1. Grundsätzliche Regelung
Rz. 196
Grundsätzlich werden Kosten, die aufgrund einer gütlichen Erledigung, insbesondere eines Vergleiches, nicht dem Verhältnis des Obsiegens zum Unterliegen entsprechen, nicht übernommen. Durch diese Regelung soll verhindert werden, dass Zugeständnisse bei der Kostenverteilung zu Lasten der Rechtsschutzversicherung gemacht werden.
Die Regelung des § 5 Abs. 3 lit. b ARB 2010 ist nicht anzuwenden, wenn die Parteien in einem Rechtsstreit sich über die Hauptsache in einem gerichtlichen Vergleich geeinigt haben und hiernach den Rechtsstreit in der Hauptsache für erledigt erklären und zur Kostenfrage dann nach § 91a ZPO Kostenentscheidung des Gerichtes beantragen.[125]

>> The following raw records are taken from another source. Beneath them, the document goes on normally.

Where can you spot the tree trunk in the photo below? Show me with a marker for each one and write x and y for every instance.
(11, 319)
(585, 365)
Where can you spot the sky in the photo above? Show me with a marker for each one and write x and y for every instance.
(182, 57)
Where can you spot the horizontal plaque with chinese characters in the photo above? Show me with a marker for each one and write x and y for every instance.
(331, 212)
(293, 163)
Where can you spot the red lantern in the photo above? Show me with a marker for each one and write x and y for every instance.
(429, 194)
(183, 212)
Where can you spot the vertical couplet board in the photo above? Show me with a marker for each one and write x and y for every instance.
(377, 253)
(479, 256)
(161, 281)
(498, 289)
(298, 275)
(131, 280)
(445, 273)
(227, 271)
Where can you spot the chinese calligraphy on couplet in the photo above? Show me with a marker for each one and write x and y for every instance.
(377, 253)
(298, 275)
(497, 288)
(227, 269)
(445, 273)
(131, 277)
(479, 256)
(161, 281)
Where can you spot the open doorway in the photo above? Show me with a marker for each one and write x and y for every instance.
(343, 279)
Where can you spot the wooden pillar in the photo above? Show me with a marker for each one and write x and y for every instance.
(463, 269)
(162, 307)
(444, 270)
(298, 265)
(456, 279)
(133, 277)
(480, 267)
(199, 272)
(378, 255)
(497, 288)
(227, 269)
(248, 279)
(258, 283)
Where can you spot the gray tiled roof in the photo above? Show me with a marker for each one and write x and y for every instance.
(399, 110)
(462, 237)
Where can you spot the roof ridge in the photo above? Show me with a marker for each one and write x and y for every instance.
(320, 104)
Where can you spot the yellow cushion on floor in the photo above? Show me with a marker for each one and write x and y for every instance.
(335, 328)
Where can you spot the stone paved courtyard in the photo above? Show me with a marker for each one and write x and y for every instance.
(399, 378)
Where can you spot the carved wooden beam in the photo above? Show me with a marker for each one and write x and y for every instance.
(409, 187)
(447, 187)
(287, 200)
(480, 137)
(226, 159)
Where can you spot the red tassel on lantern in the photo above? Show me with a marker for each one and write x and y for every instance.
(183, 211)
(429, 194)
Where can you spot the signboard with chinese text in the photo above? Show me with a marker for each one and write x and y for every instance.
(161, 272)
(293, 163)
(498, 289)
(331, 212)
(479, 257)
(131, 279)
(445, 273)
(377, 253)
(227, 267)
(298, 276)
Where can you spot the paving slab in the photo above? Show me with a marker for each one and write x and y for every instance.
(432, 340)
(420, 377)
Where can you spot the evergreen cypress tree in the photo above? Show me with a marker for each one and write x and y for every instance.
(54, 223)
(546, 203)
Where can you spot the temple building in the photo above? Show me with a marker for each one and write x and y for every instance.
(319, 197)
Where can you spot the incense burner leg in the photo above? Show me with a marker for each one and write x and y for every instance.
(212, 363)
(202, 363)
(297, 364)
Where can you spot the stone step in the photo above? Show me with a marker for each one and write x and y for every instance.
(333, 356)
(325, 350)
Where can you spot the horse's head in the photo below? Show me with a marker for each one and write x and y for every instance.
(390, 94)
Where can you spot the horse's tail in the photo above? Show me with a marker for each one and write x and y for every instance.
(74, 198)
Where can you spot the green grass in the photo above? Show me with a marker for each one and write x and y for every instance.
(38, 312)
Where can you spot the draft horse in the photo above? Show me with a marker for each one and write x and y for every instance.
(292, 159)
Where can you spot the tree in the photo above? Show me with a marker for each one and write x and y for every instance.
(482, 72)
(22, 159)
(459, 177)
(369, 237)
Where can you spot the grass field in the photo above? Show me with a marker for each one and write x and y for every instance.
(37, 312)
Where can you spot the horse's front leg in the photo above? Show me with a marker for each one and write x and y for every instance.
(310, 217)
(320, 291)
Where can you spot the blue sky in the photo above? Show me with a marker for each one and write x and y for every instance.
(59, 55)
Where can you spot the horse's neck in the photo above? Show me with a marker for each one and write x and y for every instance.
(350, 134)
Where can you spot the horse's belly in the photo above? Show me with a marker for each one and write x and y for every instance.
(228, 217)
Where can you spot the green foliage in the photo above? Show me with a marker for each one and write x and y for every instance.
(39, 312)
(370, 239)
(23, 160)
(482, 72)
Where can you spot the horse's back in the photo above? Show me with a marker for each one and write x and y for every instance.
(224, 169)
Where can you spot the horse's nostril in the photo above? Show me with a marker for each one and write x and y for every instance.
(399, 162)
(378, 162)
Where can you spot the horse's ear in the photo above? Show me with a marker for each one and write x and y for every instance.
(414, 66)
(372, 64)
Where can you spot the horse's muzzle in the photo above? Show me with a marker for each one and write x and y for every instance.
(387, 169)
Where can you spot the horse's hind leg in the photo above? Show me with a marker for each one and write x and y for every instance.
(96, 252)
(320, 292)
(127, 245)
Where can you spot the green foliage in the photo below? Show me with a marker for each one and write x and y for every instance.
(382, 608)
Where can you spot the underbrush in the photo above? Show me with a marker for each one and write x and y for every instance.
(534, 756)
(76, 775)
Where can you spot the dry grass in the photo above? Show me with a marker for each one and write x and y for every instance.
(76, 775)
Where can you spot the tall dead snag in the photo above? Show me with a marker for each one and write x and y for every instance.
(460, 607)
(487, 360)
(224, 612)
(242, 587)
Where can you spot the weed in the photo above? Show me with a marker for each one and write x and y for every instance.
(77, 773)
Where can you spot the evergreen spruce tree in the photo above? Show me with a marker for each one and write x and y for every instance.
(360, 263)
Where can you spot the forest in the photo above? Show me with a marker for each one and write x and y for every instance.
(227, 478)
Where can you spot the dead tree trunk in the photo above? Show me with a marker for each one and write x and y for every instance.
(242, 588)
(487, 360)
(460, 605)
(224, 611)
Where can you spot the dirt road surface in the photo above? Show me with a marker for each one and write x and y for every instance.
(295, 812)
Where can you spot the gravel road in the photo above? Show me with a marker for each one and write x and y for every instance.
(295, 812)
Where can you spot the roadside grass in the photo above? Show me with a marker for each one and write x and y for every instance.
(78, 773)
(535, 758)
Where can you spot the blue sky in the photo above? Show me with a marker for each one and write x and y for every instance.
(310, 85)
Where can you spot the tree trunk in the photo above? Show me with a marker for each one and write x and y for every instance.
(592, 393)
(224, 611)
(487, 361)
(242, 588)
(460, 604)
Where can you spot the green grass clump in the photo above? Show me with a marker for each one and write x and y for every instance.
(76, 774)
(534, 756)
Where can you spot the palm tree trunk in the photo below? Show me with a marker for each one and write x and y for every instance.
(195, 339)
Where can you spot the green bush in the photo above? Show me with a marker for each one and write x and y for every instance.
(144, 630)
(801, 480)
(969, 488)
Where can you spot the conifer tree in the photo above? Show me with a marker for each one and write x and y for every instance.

2. Die Beurteilungsgrundsätze
Rz. 197
Nach den insoweit von der Rechtsprechung entwickelten Grundsätzen bleiben bei der Beurteilung des Verhältnisses zwischen "Verlieren" und "Gewinnen" subjektive Gesichtspunkte außer Betracht, wie etwa Fragen des Prozessrisikos sowie der Erfolgsaussichten.[126] Vielmehr wird allein auf objektive Merkmale abgestellt.[127] Das objektive Wertverhältnis wird festgestellt durch:
▪ | Vergleich des ursprünglichen Anspruchsbegehrens zum |
▪ | erzielten Ergebnis. |
Rz. 198
Dieses bei Zahlungsansprüchen leicht zu ermittelnde Zahlenverhältnis ist bei einem Streitgegenstand, der keinen Zahlungsanspruch zum Gegenstand hat, wie etwa ein Räumungsanspruch, schwieriger zu beurteilen. Hier sind die Interessenlage und das Verhältnis zwischen Obsiegen und Unterliegen zu gewichten.
3. Kosten für Mehrvergleich
Rz. 199
In der Praxis kommt es nicht selten vor, dass bei einem Abschluss eines Vergleiches Regelungspunkte einbezogen werden, die bisher nicht Gegenstand des gerichtlichen Verfahrens waren und die nicht Gegenstand der Rechtsschutzdeckung waren. Insoweit kommt jedoch auch Eintrittspflicht der Rechtsschutzversicherung für die Kosten des Mehrvergleiches in Betracht. Endet ein mit Rechtsschutz geführter Rechtsstreit durch Vergleich, hat der Versicherer dessen Kosten in Höhe der Misserfolgsquote des Versicherungsnehmers auch insoweit zu tragen, als in den Vergleich weitere, bisher nicht streitige Gegenstände einbezogen worden sind, wenn der Versicherer auch für sie Rechtsschutz zu gewähren hat und sie rechtlich mit dem Gegenstand des Ausgangsrechtsstreites zusammenhängen.[128]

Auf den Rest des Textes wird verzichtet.